The Volokh Conspiracy
Mostly law professors | Sometimes contrarian | Often libertarian | Always independent
Last July, the House of Representatives passed the Regulations from the Executive in Need of Scrutiny (REINS) Act, a measure to limit the ability of executive-branch agencies to adopt major regulatory initiatives without congressional approval. Specifically, the REINS Act prevents new major rules from taking effect unless and until they are approved by a joint resolution in Congress, and creates an expedited procedure for the consideration of such rules. I've written extensively on this idea, including this article in the NYU Journal of Legislation and Public Policy.
The House vote on REINS followed party lines, and the bill never made progress in the Senate. Nearly all Democrats opposed the bill as a partisan effort to restrain President Obama and his likely Democratic successor, and the White House promised a certain veto. No president wants to see his or her regulatory authority diminished by a hostile Congress.
House Republicans have not given up on the REINS Act, however. It's a part of the "A Better Way" agenda, and the leadership promises swift action in the first 100 days of the Trump presidency. President-elect Donald Trump, for his part, also endorsed the REINS Act as a necessary restraint on executive-branch lawmaking—although that was when such lawmaking was being done by President Obama and his appointees. Said Trump:
I will sign the REINS Act should it reach my desk as President and more importantly I will work hard to get it passed. The monstrosity that is the Federal Government with its pages and pages of rules and regulations has been a disaster for the American economy and job growth. The REINS Act is one major step toward getting our government under control.

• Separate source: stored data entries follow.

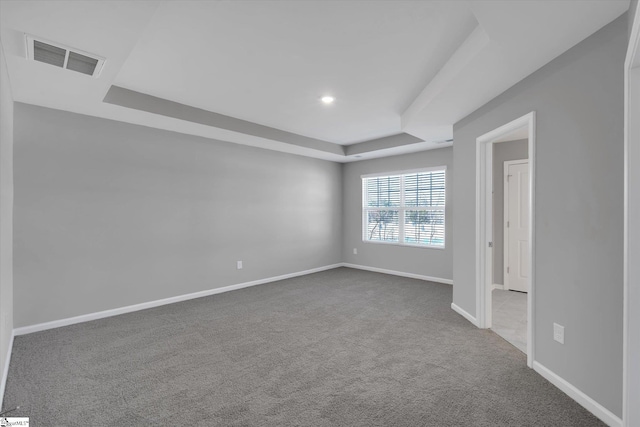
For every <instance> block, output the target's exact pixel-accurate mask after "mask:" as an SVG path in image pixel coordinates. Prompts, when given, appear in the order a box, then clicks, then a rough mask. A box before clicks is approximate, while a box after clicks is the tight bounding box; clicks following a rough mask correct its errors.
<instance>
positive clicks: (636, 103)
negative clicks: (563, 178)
mask: <svg viewBox="0 0 640 427" xmlns="http://www.w3.org/2000/svg"><path fill="white" fill-rule="evenodd" d="M639 92H640V7H636V11H635V16H634V17H633V22H632V25H631V35H630V37H629V45H628V47H627V56H626V58H625V62H624V233H623V235H624V242H623V282H624V291H623V295H624V297H623V313H624V314H623V326H622V329H623V344H622V346H623V348H622V358H623V359H622V419H623V420H624V425H625V426H627V427H631V426H637V425H640V408H638V404H637V402H640V367H639V366H638V360H640V339H639V338H638V336H639V335H640V334H639V333H638V332H639V327H638V323H639V322H638V320H639V319H640V271H639V270H638V266H637V265H636V264H633V263H631V262H629V260H630V259H633V260H635V259H637V258H638V255H639V252H640V223H639V222H638V220H637V214H635V213H632V212H636V210H637V209H638V201H637V199H633V198H631V197H630V195H631V194H637V192H638V189H639V187H638V186H639V185H640V182H639V181H640V177H639V176H638V172H637V167H638V165H637V164H636V163H637V162H638V153H639V150H640V126H639V125H638V121H637V119H636V117H637V116H638V114H639V113H640V95H638V93H639ZM632 117H633V118H634V119H633V120H632ZM632 158H633V159H634V161H632ZM633 171H635V173H634V172H633ZM632 204H634V205H632ZM630 244H631V245H632V247H631V249H630Z"/></svg>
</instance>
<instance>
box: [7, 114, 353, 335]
mask: <svg viewBox="0 0 640 427" xmlns="http://www.w3.org/2000/svg"><path fill="white" fill-rule="evenodd" d="M14 166H15V194H16V197H15V223H14V225H15V228H14V233H15V248H14V250H15V254H14V255H15V264H14V268H15V324H16V327H21V326H25V325H32V324H37V323H40V322H46V321H51V320H56V319H62V318H68V317H72V316H77V315H82V314H86V313H93V312H97V311H101V310H107V309H112V308H117V307H122V306H127V305H131V304H136V303H142V302H147V301H153V300H157V299H161V298H167V297H171V296H176V295H182V294H187V293H191V292H197V291H202V290H207V289H212V288H219V287H222V286H227V285H232V284H237V283H243V282H247V281H251V280H257V279H262V278H268V277H273V276H278V275H283V274H287V273H293V272H299V271H304V270H307V269H312V268H316V267H322V266H326V265H330V264H334V263H339V262H340V261H341V256H342V254H341V239H342V237H341V236H342V230H341V213H342V206H341V201H342V194H341V192H342V169H341V166H340V165H339V164H336V163H332V162H326V161H322V160H316V159H310V158H305V157H300V156H295V155H289V154H284V153H278V152H274V151H268V150H262V149H259V148H253V147H246V146H242V145H237V144H231V143H225V142H217V141H211V140H208V139H204V138H199V137H192V136H186V135H182V134H177V133H172V132H167V131H161V130H157V129H151V128H147V127H142V126H136V125H131V124H125V123H120V122H115V121H109V120H104V119H99V118H94V117H88V116H82V115H78V114H73V113H67V112H62V111H58V110H51V109H46V108H41V107H35V106H31V105H25V104H20V103H16V111H15V164H14ZM237 260H242V261H243V262H244V269H242V270H236V261H237Z"/></svg>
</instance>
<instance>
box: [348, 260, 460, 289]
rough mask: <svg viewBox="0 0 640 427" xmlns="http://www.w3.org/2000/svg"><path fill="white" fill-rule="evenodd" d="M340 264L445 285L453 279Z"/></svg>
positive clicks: (365, 265) (364, 265)
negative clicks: (440, 277)
mask: <svg viewBox="0 0 640 427" xmlns="http://www.w3.org/2000/svg"><path fill="white" fill-rule="evenodd" d="M342 266H343V267H348V268H356V269H358V270H367V271H373V272H375V273H384V274H392V275H394V276H401V277H409V278H411V279H420V280H427V281H429V282H437V283H444V284H446V285H453V280H451V279H441V278H440V277H432V276H424V275H422V274H414V273H405V272H403V271H395V270H387V269H385V268H378V267H369V266H366V265H358V264H348V263H342Z"/></svg>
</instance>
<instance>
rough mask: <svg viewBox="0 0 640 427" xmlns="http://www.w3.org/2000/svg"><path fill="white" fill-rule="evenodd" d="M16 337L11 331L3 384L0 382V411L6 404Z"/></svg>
mask: <svg viewBox="0 0 640 427" xmlns="http://www.w3.org/2000/svg"><path fill="white" fill-rule="evenodd" d="M14 337H15V332H14V331H11V337H10V338H9V348H8V349H7V355H6V356H7V357H6V359H5V362H4V367H3V368H2V382H0V410H2V408H3V406H2V405H3V404H4V391H5V390H6V386H7V377H8V376H9V364H10V363H11V353H12V351H13V339H14Z"/></svg>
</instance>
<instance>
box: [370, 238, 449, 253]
mask: <svg viewBox="0 0 640 427" xmlns="http://www.w3.org/2000/svg"><path fill="white" fill-rule="evenodd" d="M362 243H372V244H374V245H387V246H400V247H404V248H416V249H436V250H440V251H442V250H444V249H446V246H425V245H412V244H411V243H399V242H382V241H380V242H379V241H375V240H364V239H363V240H362Z"/></svg>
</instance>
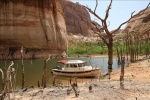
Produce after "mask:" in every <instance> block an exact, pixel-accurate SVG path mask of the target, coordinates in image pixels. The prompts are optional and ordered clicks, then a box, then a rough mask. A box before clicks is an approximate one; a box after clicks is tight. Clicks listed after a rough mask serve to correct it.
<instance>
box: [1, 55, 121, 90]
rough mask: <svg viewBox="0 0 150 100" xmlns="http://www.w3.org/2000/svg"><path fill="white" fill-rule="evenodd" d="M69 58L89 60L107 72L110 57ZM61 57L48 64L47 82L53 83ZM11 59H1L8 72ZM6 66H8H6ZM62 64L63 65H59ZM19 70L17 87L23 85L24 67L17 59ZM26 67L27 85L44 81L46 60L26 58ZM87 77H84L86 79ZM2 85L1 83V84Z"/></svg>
mask: <svg viewBox="0 0 150 100" xmlns="http://www.w3.org/2000/svg"><path fill="white" fill-rule="evenodd" d="M68 59H80V60H85V61H87V64H88V65H92V66H93V67H99V68H101V71H102V73H105V72H107V62H108V58H68ZM58 60H60V59H52V60H49V61H48V66H47V84H48V85H50V84H52V75H51V71H52V68H53V67H55V66H56V65H57V61H58ZM9 63H10V61H7V62H5V61H0V68H2V70H3V71H4V73H6V68H7V67H8V66H9ZM5 66H7V67H6V68H5ZM59 66H61V65H59ZM13 67H14V68H15V69H16V71H17V75H16V76H17V78H16V80H17V82H16V87H21V76H22V67H21V60H15V61H14V66H13ZM24 67H25V87H29V86H32V85H33V86H37V82H38V81H39V82H40V83H41V81H42V72H43V67H44V60H41V59H39V60H24ZM118 68H119V66H118V64H117V60H116V59H113V70H115V69H118ZM5 76H6V75H5ZM85 80H86V79H84V81H85ZM81 81H83V79H81ZM67 82H68V80H66V83H67ZM0 83H2V79H1V76H0ZM0 87H1V85H0Z"/></svg>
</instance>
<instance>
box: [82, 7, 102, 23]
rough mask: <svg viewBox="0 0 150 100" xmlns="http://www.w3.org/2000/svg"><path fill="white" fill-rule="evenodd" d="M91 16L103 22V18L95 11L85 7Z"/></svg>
mask: <svg viewBox="0 0 150 100" xmlns="http://www.w3.org/2000/svg"><path fill="white" fill-rule="evenodd" d="M84 7H85V8H86V9H87V10H88V11H89V12H90V13H91V14H93V15H94V16H95V17H96V18H98V19H99V20H101V21H103V19H102V18H101V17H99V16H98V15H97V14H96V13H95V12H94V11H92V10H91V9H90V8H88V7H86V6H84Z"/></svg>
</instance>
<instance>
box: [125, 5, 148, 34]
mask: <svg viewBox="0 0 150 100" xmlns="http://www.w3.org/2000/svg"><path fill="white" fill-rule="evenodd" d="M139 13H141V12H139ZM127 31H128V32H132V31H135V32H139V33H140V34H141V35H144V34H149V31H150V7H149V8H148V9H147V10H146V11H145V12H144V13H143V14H141V15H140V16H137V17H135V18H132V19H131V20H130V21H129V22H128V24H127V26H126V27H125V29H124V30H123V33H126V32H127Z"/></svg>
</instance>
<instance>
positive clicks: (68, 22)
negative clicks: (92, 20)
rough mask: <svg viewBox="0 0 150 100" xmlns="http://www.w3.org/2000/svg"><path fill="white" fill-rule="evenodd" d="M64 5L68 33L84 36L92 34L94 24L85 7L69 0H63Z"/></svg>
mask: <svg viewBox="0 0 150 100" xmlns="http://www.w3.org/2000/svg"><path fill="white" fill-rule="evenodd" d="M62 7H63V12H64V17H65V22H66V28H67V32H68V33H72V34H76V35H79V34H82V35H84V36H87V35H90V34H92V31H93V28H94V26H93V25H92V21H91V18H90V14H89V12H88V11H87V10H86V8H85V7H83V6H82V5H80V4H79V3H78V2H76V3H73V2H71V1H68V0H63V1H62Z"/></svg>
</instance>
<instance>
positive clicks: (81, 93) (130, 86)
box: [6, 60, 150, 100]
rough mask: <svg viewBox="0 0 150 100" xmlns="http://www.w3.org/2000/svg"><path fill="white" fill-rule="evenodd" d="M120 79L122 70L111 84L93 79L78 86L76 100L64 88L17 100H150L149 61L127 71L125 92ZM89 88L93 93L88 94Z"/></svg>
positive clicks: (139, 64)
mask: <svg viewBox="0 0 150 100" xmlns="http://www.w3.org/2000/svg"><path fill="white" fill-rule="evenodd" d="M119 76H120V70H117V71H115V72H112V74H111V80H108V79H107V78H105V79H101V80H98V79H94V80H92V81H90V82H88V83H82V84H78V88H77V90H78V92H79V96H78V97H75V93H74V91H73V90H71V91H70V94H69V95H67V90H69V89H71V87H67V86H64V87H47V88H45V89H28V90H27V91H26V92H22V91H20V92H19V91H18V92H16V93H15V95H14V100H150V62H148V60H145V61H140V62H137V63H132V64H130V65H129V67H126V68H125V77H124V78H125V80H124V89H121V88H120V81H119ZM90 85H91V86H92V91H91V92H89V86H90ZM11 98H12V96H11ZM6 100H7V99H6Z"/></svg>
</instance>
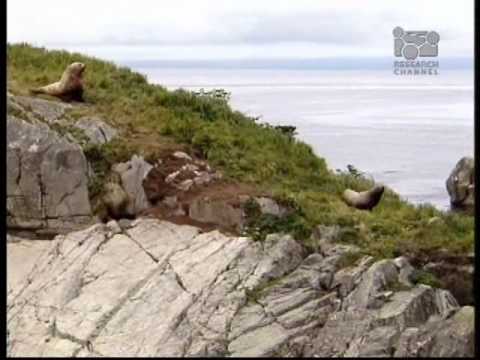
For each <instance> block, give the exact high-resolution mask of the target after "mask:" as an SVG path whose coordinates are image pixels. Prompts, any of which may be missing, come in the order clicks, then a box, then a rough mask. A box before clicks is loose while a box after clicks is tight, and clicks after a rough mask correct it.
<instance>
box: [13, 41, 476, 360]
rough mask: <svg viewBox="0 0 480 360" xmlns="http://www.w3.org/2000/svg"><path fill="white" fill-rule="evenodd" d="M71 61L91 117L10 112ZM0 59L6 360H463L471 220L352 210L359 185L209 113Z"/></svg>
mask: <svg viewBox="0 0 480 360" xmlns="http://www.w3.org/2000/svg"><path fill="white" fill-rule="evenodd" d="M70 57H71V58H70ZM77 57H80V58H81V59H80V60H82V61H84V62H85V63H88V69H89V70H88V71H89V72H88V74H87V76H90V77H89V78H88V84H89V87H88V89H87V91H86V93H85V98H86V100H87V101H86V103H81V104H79V103H69V104H66V103H63V102H59V101H52V99H49V100H47V99H45V98H36V97H35V98H33V97H31V96H25V88H27V87H30V86H31V85H32V83H35V82H40V81H45V79H47V78H50V77H52V78H54V77H55V78H56V77H57V72H58V69H59V68H61V67H63V66H64V64H63V63H64V62H68V61H70V60H74V59H73V58H75V61H77ZM39 59H44V60H45V61H40V60H39ZM8 61H9V66H8V68H7V70H8V76H9V89H11V91H12V92H13V94H12V93H8V114H7V121H6V123H7V224H8V231H9V234H8V236H7V248H8V254H7V260H8V264H7V265H8V266H7V277H8V294H7V302H8V303H7V306H8V307H7V326H8V333H7V342H8V354H9V355H10V356H32V357H39V356H75V357H76V356H202V355H203V356H332V357H341V356H397V357H400V356H411V357H425V356H472V355H473V347H474V328H473V323H474V308H473V307H472V306H468V305H471V304H473V298H472V295H473V292H472V278H473V259H474V256H473V252H472V249H473V221H472V219H471V217H466V216H463V215H462V214H457V213H441V212H439V211H438V210H435V209H433V208H431V207H428V206H424V207H423V206H422V207H413V206H412V205H411V204H408V203H407V202H405V201H403V200H402V199H400V198H399V197H398V195H396V194H395V193H394V192H393V191H391V190H390V189H386V191H385V194H384V196H383V199H382V201H381V202H380V204H379V205H378V206H377V207H376V208H375V209H374V210H373V211H371V212H370V211H361V210H357V209H352V208H350V207H348V206H347V205H346V204H345V203H344V202H343V201H342V200H341V197H340V194H341V192H342V191H343V190H344V189H345V187H352V188H355V189H356V190H362V187H366V186H371V184H370V183H369V182H368V181H367V180H365V179H361V178H358V177H356V176H353V175H352V174H348V173H344V172H340V173H332V172H330V171H328V169H327V167H326V165H325V162H324V160H323V159H321V158H319V157H317V156H316V155H315V154H314V153H313V151H312V150H311V148H310V147H308V146H307V145H306V144H304V143H302V142H300V141H297V140H296V139H295V138H294V134H292V133H289V132H287V133H284V132H283V131H279V130H278V129H276V128H274V127H271V126H269V125H268V124H263V125H259V124H256V123H255V119H253V118H249V117H247V116H245V115H242V114H240V113H238V112H235V111H233V110H232V109H230V108H229V106H228V104H227V103H226V102H225V101H224V100H222V99H220V100H219V99H212V98H209V97H208V96H194V95H193V94H190V93H187V92H185V91H177V92H169V91H167V90H165V89H163V88H161V87H159V86H154V85H151V84H148V83H147V82H146V80H145V79H144V77H142V76H141V75H140V74H135V73H132V72H131V71H130V70H129V69H119V68H116V67H115V66H114V65H112V64H109V63H105V62H102V61H100V60H97V59H91V58H88V57H82V56H80V55H78V54H75V55H69V54H68V53H66V52H65V53H59V52H45V51H43V50H39V49H35V48H31V47H29V46H28V45H19V46H11V47H9V52H8ZM39 64H40V65H41V66H40V65H39ZM39 73H41V74H42V75H41V76H40V75H39ZM42 79H43V80H42ZM37 85H40V84H37ZM22 94H23V95H22ZM469 164H471V162H469V161H467V162H461V164H460V165H461V166H460V165H459V166H457V169H455V170H454V172H453V173H452V176H451V177H450V178H451V179H449V180H448V182H447V186H449V189H451V190H452V191H451V194H454V195H453V196H454V197H455V199H460V200H462V201H463V200H465V199H473V197H472V196H473V195H472V194H473V188H472V184H473V177H472V176H471V170H470V168H471V167H469V166H470V165H469ZM464 165H465V166H464ZM448 184H450V185H448ZM467 195H468V196H467ZM112 219H113V220H112ZM38 239H43V240H38ZM465 305H467V306H465Z"/></svg>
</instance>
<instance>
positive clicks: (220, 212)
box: [142, 152, 267, 235]
mask: <svg viewBox="0 0 480 360" xmlns="http://www.w3.org/2000/svg"><path fill="white" fill-rule="evenodd" d="M143 188H144V190H145V194H146V196H147V198H148V200H149V201H150V203H151V204H152V205H153V206H152V208H150V209H148V210H146V211H144V212H143V213H142V215H147V216H152V217H155V218H159V219H163V220H168V221H171V222H173V223H176V224H187V225H194V226H197V227H199V228H200V229H202V230H204V231H211V230H214V229H219V230H221V231H223V232H227V233H231V234H237V235H238V234H239V232H240V228H241V227H242V225H243V217H244V216H243V209H242V203H243V202H245V201H246V200H247V199H248V198H250V197H252V196H265V195H267V194H265V193H262V192H260V191H259V190H258V189H257V188H256V187H254V186H253V185H249V184H244V183H239V182H235V181H227V180H224V179H223V178H222V175H221V173H219V172H218V171H216V170H214V169H212V168H211V167H210V166H209V165H208V163H207V162H206V161H205V160H203V159H199V158H196V157H195V156H191V155H187V154H177V155H176V156H175V155H174V153H172V152H170V153H168V154H166V155H165V156H163V157H162V158H160V159H157V161H156V162H155V166H154V168H153V169H152V170H151V171H150V172H149V174H148V175H147V177H146V178H145V180H144V181H143Z"/></svg>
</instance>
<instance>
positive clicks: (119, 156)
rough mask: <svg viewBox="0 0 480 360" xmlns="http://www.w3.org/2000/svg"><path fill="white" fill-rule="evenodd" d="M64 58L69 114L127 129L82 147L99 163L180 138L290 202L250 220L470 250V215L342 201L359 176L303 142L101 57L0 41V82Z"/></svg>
mask: <svg viewBox="0 0 480 360" xmlns="http://www.w3.org/2000/svg"><path fill="white" fill-rule="evenodd" d="M74 61H81V62H83V63H85V64H86V65H87V68H86V72H85V79H86V93H85V99H86V102H87V103H88V104H90V106H88V107H86V108H85V109H82V110H76V113H75V114H73V115H74V116H80V115H84V114H86V113H96V114H100V115H101V116H102V117H103V118H104V119H105V120H106V121H107V122H109V123H110V124H112V125H113V126H115V127H117V128H120V129H125V130H126V131H128V133H129V135H128V137H125V138H122V139H118V140H116V141H115V142H114V143H113V144H110V145H107V146H104V147H99V148H89V149H87V154H88V156H89V157H90V158H92V159H94V160H95V163H96V164H97V165H98V166H97V167H98V168H99V169H100V168H101V169H103V171H104V170H105V169H107V168H108V165H109V164H111V163H112V162H114V161H118V160H126V158H128V157H130V155H131V153H132V151H136V152H139V153H141V154H143V155H144V156H146V158H147V159H152V160H153V159H155V156H157V155H158V154H159V152H161V151H163V149H165V148H169V147H175V146H178V145H177V144H180V145H182V146H185V147H186V148H187V149H188V150H189V151H192V152H195V153H196V154H198V155H200V156H202V157H204V158H206V159H207V160H208V161H209V162H210V163H211V164H212V165H213V166H215V167H217V168H220V169H222V170H223V171H224V173H225V175H226V176H227V178H231V179H236V180H239V181H242V182H247V183H253V184H255V185H256V186H257V187H258V188H261V189H266V190H269V191H271V192H273V194H274V195H275V196H276V197H277V198H278V199H280V200H282V201H287V202H289V203H291V204H294V205H295V206H296V207H297V209H298V211H297V212H296V214H295V216H294V217H292V218H290V219H288V221H286V222H284V223H281V224H280V223H268V221H266V223H265V224H260V226H263V227H266V228H268V226H270V227H271V228H272V229H276V226H277V227H279V228H285V229H287V230H289V231H292V232H293V233H294V234H295V235H296V237H297V239H298V240H299V241H304V242H308V240H307V239H308V237H309V236H308V235H309V232H310V231H311V229H312V228H313V227H314V226H315V225H317V224H326V225H329V224H339V225H341V226H344V227H345V228H346V229H347V230H348V231H346V232H345V233H344V236H343V241H346V242H350V243H354V244H356V245H358V246H360V247H362V248H363V249H364V250H365V252H367V253H370V254H372V255H374V256H381V257H391V256H398V255H404V254H409V255H417V254H421V253H425V252H427V253H428V252H434V251H435V250H438V249H440V248H445V249H447V250H448V251H449V252H450V253H451V254H453V253H462V252H466V251H471V250H473V243H474V231H473V230H474V226H473V218H472V217H468V216H463V215H459V214H451V213H448V214H447V213H441V212H439V211H437V210H436V209H434V208H433V207H431V206H413V205H412V204H409V203H407V202H405V201H403V200H402V199H400V198H399V196H398V195H396V194H395V193H394V192H392V191H390V190H388V191H387V192H386V194H385V195H384V198H383V200H382V201H381V203H380V205H379V206H377V207H376V208H375V209H374V210H373V211H372V212H367V211H359V210H355V209H352V208H349V207H347V206H346V205H345V204H344V203H343V202H342V200H341V198H340V194H341V192H342V191H343V190H344V189H345V188H346V187H351V188H353V189H356V190H364V189H366V188H368V187H369V186H371V183H370V182H369V181H368V180H366V179H362V178H356V177H354V176H352V175H351V174H349V173H342V174H334V173H332V172H330V171H329V170H328V169H327V167H326V163H325V160H324V159H322V158H320V157H318V156H316V155H315V154H314V153H313V151H312V149H311V147H310V146H308V145H307V144H305V143H303V142H301V141H298V140H296V139H293V138H291V137H289V136H288V135H286V134H284V133H282V132H281V131H279V130H277V129H274V128H273V127H270V126H262V125H260V124H258V123H256V122H255V119H252V118H250V117H248V116H245V115H243V114H242V113H240V112H238V111H235V110H233V109H231V108H230V106H229V105H228V104H227V103H226V102H225V101H223V100H221V99H214V98H210V97H205V96H203V97H200V96H195V95H193V94H192V93H190V92H188V91H184V90H178V91H167V90H166V89H165V88H163V87H161V86H158V85H152V84H149V83H148V82H147V79H146V78H145V76H143V75H141V74H138V73H135V72H132V71H131V70H129V69H128V68H124V67H118V66H116V65H115V64H113V63H110V62H105V61H102V60H99V59H95V58H92V57H87V56H84V55H81V54H78V53H68V52H65V51H47V50H45V49H41V48H34V47H31V46H28V45H25V44H17V45H8V47H7V74H8V75H7V81H8V88H9V91H11V92H12V93H14V94H27V93H28V89H29V88H32V87H35V86H41V85H45V84H48V83H50V82H53V81H57V80H58V79H59V77H60V75H61V74H62V72H63V70H64V69H65V67H66V66H67V65H68V64H70V63H71V62H74ZM344 146H348V144H345V145H344ZM352 151H354V150H353V149H352ZM447 175H448V174H445V177H446V176H447ZM445 196H447V195H446V194H445Z"/></svg>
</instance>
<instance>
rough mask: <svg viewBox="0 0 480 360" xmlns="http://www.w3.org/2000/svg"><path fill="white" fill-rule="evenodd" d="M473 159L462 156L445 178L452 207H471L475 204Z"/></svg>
mask: <svg viewBox="0 0 480 360" xmlns="http://www.w3.org/2000/svg"><path fill="white" fill-rule="evenodd" d="M474 168H475V161H474V159H473V158H471V157H463V158H461V159H460V160H459V161H458V163H457V164H456V165H455V168H454V169H453V170H452V172H451V173H450V176H449V177H448V179H447V182H446V185H447V191H448V195H449V196H450V203H451V204H452V207H455V208H462V209H473V208H474V206H475V179H474V177H475V169H474Z"/></svg>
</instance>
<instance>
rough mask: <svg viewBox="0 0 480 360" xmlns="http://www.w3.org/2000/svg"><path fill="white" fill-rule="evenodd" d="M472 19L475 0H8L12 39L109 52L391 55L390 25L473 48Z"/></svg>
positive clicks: (452, 51) (8, 25)
mask: <svg viewBox="0 0 480 360" xmlns="http://www.w3.org/2000/svg"><path fill="white" fill-rule="evenodd" d="M74 4H75V5H76V6H73V5H74ZM473 21H474V8H473V0H458V1H452V0H414V1H404V0H402V1H396V0H395V1H394V0H342V1H333V0H311V1H308V0H295V1H293V0H289V1H281V0H234V1H226V0H223V1H220V0H208V1H207V0H204V1H201V0H196V1H195V0H175V1H153V0H150V1H148V0H134V1H132V0H129V1H123V0H81V1H66V0H42V1H31V0H30V1H27V0H8V1H7V39H8V41H9V42H29V43H32V44H34V45H37V46H46V47H48V48H64V49H68V50H75V51H81V52H84V53H88V54H91V55H95V56H99V57H103V58H108V59H112V60H143V59H150V60H155V59H159V60H169V59H189V60H192V59H244V58H250V59H255V58H316V57H333V56H334V57H339V56H342V57H343V56H346V57H370V56H382V57H389V56H392V53H393V36H392V30H393V28H394V27H395V26H401V27H403V28H404V29H405V30H435V31H437V32H438V33H439V34H440V38H441V39H440V43H439V55H440V56H442V57H452V56H454V57H455V56H461V57H473V33H474V30H473V27H474V26H473V25H474V23H473Z"/></svg>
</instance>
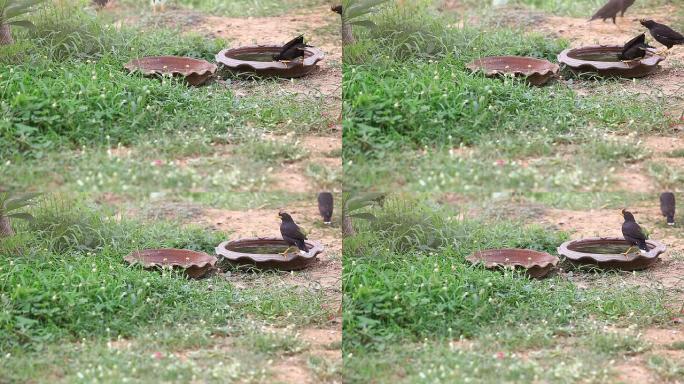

Trump may well have second thoughts once he realizes that the REINS Act could hamper his own regulatory agenda, at least insofar as it is in conflict with what Congress would support. Prior presidents have often tempered their support for reforms they supported on the campaign trail. Congressional Republicans may also find reasons to second-guess broad reform measures that could constrain a president of their own party. In this sense, the next few months should be highly revealing.
For reasons I've explained in the writings above, I believe the REINS Act would be a worthwhile reform. I believe this even if such a reform, on the margins, restrains some of Trump's deregulatory ambitions. Although often portrayed as a measure designed to hamstring regulators, the primary purpose and effect of the REINS Act is to force Congress to take greater responsibility for the regulatory edicts that are imposed upon the nation. Agencies may adopt regulatory measures only when Congress has given them the power to do so, so Congress should not be able to pretend excessive or unreasonable regulation is someone else's fault. Requiring Congress to pass major regulatory initiatives would help restore political accountability for regulatory policy.
The REINS Act is not the only regulatory reform proposal endorsed by House Republicans. Another is the Separation of Powers Restoration Act, which would, among other things, overturn the Chevron doctrine and prevent courts from deferring to agency interpretations. Another would add additional procedural requirements to notice-and-comment rulemaking. I'm less bullish on these measures because I do not think they address the core problem of unconstrained delegation of regulatory power. The former tries to micromanage judicial review of agency actions, while the latter seems to add costly procedure for procedure's sake. But if Congress fails to act on REINS, perhaps I'll reconsider.